At a time when government should be doing “everything possible” to stimulate the South African economy, it would be “terribly ill-advised” to burden the economy further by introducing a carbon tax, Steel and Engineering Industries Federation of Southern Africa (Seifsa) CEO Kaizer Nyatsumba said this week.
Commenting on a joint statement by the departments of Environmental Affairs and Trade and Industry that they were finalising an approach to carbon tax, Nyatsumba said the State appeared more concerned about “squeezing” the economy to generate more tax income than it was about its underperformance and the growing “army” of the unemployed.
He stated that it was inevitable that the introduction of a carbon tax would further stifle the economy and render South Africa even less internationally competitive.

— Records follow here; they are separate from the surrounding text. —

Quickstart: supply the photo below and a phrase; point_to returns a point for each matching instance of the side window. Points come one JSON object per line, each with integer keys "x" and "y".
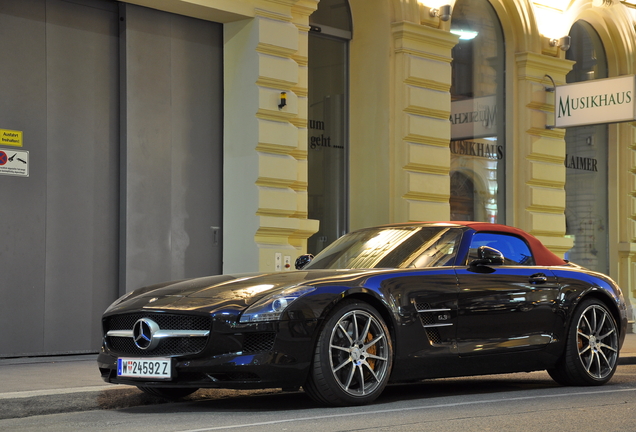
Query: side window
{"x": 514, "y": 249}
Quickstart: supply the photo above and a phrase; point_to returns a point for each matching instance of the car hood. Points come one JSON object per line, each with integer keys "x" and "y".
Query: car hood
{"x": 234, "y": 291}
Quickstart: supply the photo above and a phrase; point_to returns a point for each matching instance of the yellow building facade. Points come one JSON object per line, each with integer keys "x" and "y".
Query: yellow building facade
{"x": 400, "y": 139}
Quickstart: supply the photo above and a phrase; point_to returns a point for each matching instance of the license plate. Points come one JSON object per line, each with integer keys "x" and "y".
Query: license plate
{"x": 158, "y": 368}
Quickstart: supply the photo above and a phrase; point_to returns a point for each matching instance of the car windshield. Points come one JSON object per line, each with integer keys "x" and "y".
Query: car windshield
{"x": 391, "y": 247}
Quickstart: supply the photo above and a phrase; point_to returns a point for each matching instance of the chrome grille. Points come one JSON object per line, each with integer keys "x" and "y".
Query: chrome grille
{"x": 171, "y": 346}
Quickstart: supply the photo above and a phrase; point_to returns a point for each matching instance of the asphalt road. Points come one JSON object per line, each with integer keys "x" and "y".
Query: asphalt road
{"x": 517, "y": 402}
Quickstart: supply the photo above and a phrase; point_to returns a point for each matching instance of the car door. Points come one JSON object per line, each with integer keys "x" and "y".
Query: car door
{"x": 507, "y": 307}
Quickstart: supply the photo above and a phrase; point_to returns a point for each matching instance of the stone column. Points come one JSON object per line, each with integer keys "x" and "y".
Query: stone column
{"x": 536, "y": 172}
{"x": 265, "y": 204}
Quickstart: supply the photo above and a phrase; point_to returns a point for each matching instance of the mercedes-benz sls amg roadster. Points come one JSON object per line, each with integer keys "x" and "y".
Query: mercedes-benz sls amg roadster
{"x": 395, "y": 303}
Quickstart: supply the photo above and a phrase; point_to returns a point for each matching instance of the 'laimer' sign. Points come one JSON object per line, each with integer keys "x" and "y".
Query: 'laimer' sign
{"x": 609, "y": 100}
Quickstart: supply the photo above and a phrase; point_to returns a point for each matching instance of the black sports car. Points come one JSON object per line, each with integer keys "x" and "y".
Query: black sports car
{"x": 393, "y": 303}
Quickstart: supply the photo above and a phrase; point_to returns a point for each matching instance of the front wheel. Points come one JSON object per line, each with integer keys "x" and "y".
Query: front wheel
{"x": 353, "y": 357}
{"x": 591, "y": 353}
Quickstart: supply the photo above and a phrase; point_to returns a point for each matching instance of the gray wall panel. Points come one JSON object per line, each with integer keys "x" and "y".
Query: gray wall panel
{"x": 82, "y": 198}
{"x": 147, "y": 136}
{"x": 173, "y": 139}
{"x": 22, "y": 212}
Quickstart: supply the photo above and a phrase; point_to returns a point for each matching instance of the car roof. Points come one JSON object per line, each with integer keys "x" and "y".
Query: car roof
{"x": 542, "y": 255}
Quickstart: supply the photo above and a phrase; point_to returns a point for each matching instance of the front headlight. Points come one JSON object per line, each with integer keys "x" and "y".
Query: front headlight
{"x": 270, "y": 308}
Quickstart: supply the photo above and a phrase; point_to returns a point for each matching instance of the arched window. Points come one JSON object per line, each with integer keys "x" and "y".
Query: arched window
{"x": 477, "y": 110}
{"x": 328, "y": 121}
{"x": 586, "y": 183}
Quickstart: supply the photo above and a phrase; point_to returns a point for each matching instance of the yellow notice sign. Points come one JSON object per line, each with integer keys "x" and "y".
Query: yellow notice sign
{"x": 9, "y": 137}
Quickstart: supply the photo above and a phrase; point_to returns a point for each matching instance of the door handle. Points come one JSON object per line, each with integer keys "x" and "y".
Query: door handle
{"x": 538, "y": 278}
{"x": 215, "y": 234}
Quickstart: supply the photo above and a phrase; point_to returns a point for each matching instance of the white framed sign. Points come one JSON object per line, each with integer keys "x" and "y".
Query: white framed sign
{"x": 600, "y": 101}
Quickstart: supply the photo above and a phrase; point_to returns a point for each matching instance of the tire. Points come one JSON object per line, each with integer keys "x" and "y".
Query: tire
{"x": 353, "y": 357}
{"x": 171, "y": 393}
{"x": 591, "y": 352}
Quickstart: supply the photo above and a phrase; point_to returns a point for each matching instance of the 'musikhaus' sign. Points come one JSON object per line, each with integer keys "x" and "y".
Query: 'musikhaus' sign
{"x": 474, "y": 118}
{"x": 594, "y": 102}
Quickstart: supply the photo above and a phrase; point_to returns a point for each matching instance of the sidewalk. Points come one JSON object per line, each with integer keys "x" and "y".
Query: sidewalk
{"x": 48, "y": 385}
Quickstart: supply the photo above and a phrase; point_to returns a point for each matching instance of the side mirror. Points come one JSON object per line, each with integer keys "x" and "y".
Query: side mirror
{"x": 303, "y": 260}
{"x": 487, "y": 256}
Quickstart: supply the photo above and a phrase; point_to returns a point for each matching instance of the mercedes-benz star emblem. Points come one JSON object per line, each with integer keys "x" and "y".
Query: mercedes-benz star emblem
{"x": 143, "y": 332}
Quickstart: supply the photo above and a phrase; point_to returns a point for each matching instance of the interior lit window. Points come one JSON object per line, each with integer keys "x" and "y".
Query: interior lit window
{"x": 477, "y": 146}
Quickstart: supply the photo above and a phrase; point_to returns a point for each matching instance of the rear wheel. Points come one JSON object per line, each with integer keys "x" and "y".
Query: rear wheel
{"x": 353, "y": 357}
{"x": 171, "y": 393}
{"x": 591, "y": 353}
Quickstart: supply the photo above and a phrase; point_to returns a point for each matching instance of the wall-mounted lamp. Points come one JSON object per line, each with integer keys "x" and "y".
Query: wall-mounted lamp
{"x": 563, "y": 43}
{"x": 444, "y": 12}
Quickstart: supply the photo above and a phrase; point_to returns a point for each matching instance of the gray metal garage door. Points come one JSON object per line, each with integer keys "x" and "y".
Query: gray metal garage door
{"x": 124, "y": 167}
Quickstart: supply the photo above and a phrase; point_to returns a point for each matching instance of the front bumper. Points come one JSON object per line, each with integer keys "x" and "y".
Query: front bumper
{"x": 283, "y": 364}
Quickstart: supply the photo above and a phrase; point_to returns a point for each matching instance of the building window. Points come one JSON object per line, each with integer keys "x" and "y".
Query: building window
{"x": 328, "y": 122}
{"x": 477, "y": 114}
{"x": 586, "y": 161}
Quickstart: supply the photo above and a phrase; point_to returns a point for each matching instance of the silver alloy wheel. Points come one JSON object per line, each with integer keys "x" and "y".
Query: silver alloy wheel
{"x": 597, "y": 341}
{"x": 359, "y": 353}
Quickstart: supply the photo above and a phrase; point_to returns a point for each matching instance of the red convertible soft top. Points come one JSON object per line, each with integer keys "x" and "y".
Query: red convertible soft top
{"x": 542, "y": 255}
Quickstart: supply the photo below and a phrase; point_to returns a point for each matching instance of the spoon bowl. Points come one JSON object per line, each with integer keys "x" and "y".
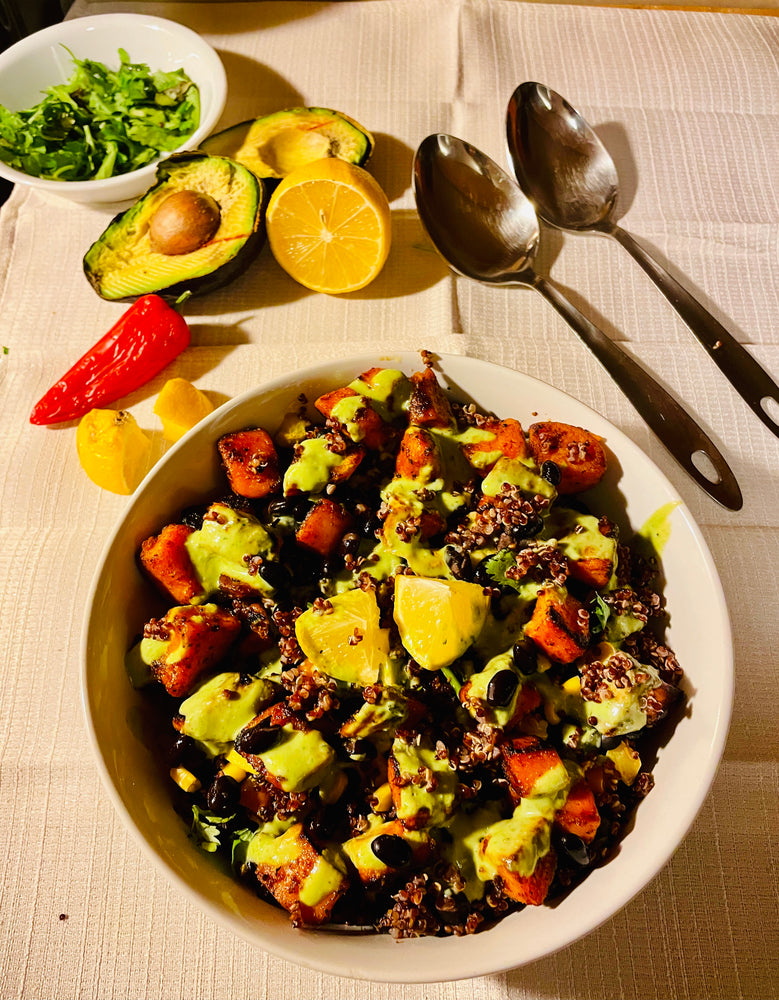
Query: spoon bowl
{"x": 487, "y": 230}
{"x": 457, "y": 186}
{"x": 571, "y": 179}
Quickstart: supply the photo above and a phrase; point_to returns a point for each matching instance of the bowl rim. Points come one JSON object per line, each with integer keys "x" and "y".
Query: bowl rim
{"x": 106, "y": 185}
{"x": 397, "y": 971}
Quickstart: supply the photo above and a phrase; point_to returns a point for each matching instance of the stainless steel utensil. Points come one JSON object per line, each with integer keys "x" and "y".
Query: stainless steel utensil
{"x": 486, "y": 229}
{"x": 567, "y": 173}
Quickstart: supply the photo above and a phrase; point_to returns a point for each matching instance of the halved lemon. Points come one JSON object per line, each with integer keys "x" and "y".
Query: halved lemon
{"x": 328, "y": 226}
{"x": 113, "y": 450}
{"x": 438, "y": 619}
{"x": 345, "y": 640}
{"x": 180, "y": 405}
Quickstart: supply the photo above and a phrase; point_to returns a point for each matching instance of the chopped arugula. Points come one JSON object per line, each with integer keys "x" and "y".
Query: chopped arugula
{"x": 101, "y": 123}
{"x": 207, "y": 828}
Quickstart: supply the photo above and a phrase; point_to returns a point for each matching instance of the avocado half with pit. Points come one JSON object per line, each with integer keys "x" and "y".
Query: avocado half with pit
{"x": 276, "y": 144}
{"x": 197, "y": 228}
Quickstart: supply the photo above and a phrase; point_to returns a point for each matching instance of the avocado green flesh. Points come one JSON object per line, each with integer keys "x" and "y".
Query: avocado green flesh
{"x": 310, "y": 471}
{"x": 299, "y": 760}
{"x": 276, "y": 144}
{"x": 219, "y": 548}
{"x": 217, "y": 711}
{"x": 121, "y": 263}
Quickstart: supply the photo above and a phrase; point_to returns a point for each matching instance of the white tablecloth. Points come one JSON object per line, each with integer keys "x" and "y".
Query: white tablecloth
{"x": 687, "y": 102}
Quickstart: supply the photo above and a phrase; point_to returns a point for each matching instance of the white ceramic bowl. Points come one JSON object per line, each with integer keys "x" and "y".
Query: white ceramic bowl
{"x": 39, "y": 61}
{"x": 699, "y": 632}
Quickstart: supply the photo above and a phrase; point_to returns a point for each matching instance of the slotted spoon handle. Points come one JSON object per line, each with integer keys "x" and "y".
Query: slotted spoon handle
{"x": 672, "y": 424}
{"x": 750, "y": 380}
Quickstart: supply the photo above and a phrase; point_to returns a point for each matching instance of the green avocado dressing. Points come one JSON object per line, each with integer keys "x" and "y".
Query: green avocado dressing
{"x": 299, "y": 760}
{"x": 476, "y": 693}
{"x": 223, "y": 546}
{"x": 389, "y": 392}
{"x": 438, "y": 800}
{"x": 310, "y": 470}
{"x": 325, "y": 877}
{"x": 222, "y": 706}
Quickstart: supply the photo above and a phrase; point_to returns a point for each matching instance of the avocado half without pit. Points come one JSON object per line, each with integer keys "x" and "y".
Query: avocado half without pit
{"x": 276, "y": 144}
{"x": 196, "y": 229}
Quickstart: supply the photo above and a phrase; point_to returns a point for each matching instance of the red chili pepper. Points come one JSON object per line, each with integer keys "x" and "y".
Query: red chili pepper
{"x": 145, "y": 339}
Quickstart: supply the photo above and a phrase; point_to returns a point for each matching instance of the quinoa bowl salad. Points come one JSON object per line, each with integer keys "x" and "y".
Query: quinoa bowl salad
{"x": 402, "y": 669}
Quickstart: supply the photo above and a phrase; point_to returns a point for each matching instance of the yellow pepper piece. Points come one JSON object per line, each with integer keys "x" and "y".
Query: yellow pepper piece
{"x": 180, "y": 405}
{"x": 113, "y": 450}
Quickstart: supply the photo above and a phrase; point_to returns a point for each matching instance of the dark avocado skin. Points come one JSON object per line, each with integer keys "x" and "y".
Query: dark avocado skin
{"x": 230, "y": 140}
{"x": 220, "y": 276}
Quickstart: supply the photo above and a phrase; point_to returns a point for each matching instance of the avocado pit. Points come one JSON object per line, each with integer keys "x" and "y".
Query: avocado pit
{"x": 184, "y": 222}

Nyatsumba suggested that South Africa, whose economic outlook had recently been downgraded by ratings agencies and the World Economic Forum, needed to follow the example set by Australia earlier this year, when it repealed its carbon taxes.
“Our view is simple: we cannot afford to constrain the economy even further at a time when more jobs need to be created by introducing a carbon tax when far more developed countries such as the US and Australia have not done so,” said Nyatsumba.
While Seifsa encouraged responsible corporate conduct and supported sustainability, the federation remained firmly of the view that there was no reason for South Africa, which contributed less than 1% of global emissions, to take the lead in climate change mitigation by being one of the few countries to introduce a carbon tax.